The deleted 11 words, "We can accomplish the same thing for everyone in the country" are the crux of Perry's argument. His campaign sent e-mail the day after the debate with a link highlighting precisely that change.
It looks suspicious, right? Perhaps Romney did extol every piece of his Massachusetts plan, individual mandate and all, for every state in the union.
But here's the original quote with full context from Page 177 of the hardcover:
"My own preference would be to let each state fashion its own program to meet the distinct needs of its citizens. States could follow the Massachusetts model of they choose, or they could develop plans of their own. These plans, tested in the state 'laboratories of democracy' could be evaluated, compared, improved upon, and adopted by others. But the creation of a national plan is the direction in which Washington is currently moving. If a national approach is ultimately adopted, we should permit individuals to purchase insurance from companies in other states in order to expand choice and competition.
"What we accomplished surprised us: 440,000 people who previously had no health insurance became insured, many paying their own way. We made it possible for each newly insured person to have better care, and ultimately healthier and longer lives. From now on, no one in Massachusetts has to worry about losing his or her health insurance if there is a job change or a loss in income; everyone is insured and pays only what he or she can afford. It's portable, affordable health insurance — something people have been talking about for decades. We can accomplish the same thing for everyone in the country, and it can be done without letting government take over health care."
Romney's not really saying the Massachusetts law "should be the model for the country," the way that Perry describes it. He's in fact presenting a defense of state-level choice. It's like a shout-out to other state leaders: Hey, you can have what Massachusetts has!
And it's consistent with what Romney fired back at Perry in the Sept. 22, 2011 debate: "This is a state plan for a state, it is not a national plan." And with how he characterized his own book in the most recent debate: "I say, in my view, each state should be able to fashion their own program for the specific needs of their distinct citizens."

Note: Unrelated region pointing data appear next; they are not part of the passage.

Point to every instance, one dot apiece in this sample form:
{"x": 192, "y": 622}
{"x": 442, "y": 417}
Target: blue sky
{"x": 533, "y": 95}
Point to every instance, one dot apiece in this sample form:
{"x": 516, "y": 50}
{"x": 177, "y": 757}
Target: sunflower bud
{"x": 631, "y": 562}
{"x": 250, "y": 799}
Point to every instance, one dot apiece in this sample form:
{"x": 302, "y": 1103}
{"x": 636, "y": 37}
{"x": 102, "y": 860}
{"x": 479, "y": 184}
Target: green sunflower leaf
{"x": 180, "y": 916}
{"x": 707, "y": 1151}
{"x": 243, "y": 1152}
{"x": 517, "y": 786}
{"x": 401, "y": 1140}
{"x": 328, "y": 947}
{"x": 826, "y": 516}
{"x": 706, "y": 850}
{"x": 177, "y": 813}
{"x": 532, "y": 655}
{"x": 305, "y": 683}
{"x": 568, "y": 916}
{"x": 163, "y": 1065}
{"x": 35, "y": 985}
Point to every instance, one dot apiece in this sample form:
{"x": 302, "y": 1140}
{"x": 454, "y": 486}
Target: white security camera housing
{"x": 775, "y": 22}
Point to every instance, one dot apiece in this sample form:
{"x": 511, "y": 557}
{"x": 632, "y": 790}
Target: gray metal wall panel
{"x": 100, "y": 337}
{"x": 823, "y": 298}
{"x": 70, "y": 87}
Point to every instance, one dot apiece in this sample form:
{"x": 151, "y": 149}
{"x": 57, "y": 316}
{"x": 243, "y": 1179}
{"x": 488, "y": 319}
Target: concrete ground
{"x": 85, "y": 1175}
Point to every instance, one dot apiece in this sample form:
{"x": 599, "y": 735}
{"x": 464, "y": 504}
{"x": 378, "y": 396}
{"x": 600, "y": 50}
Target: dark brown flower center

Romney did support Massachusetts' individual mandate. But we don't see evidence in his hardcover book that he supported a federal one, much less that he removed such a reference from later editions.
Perry's right that Romney's comments about health care were edited between editions. Among other things, a line that advocated the Massachusetts model as a strong option for other states was replaced by a shorter, more generic sentence. But that line was preceded by an argument for state-level solutions, exactly the argument Romney extends now. That's not how Perry characterized it. So he did win that bet — by not betting. We rule his claim Mostly False.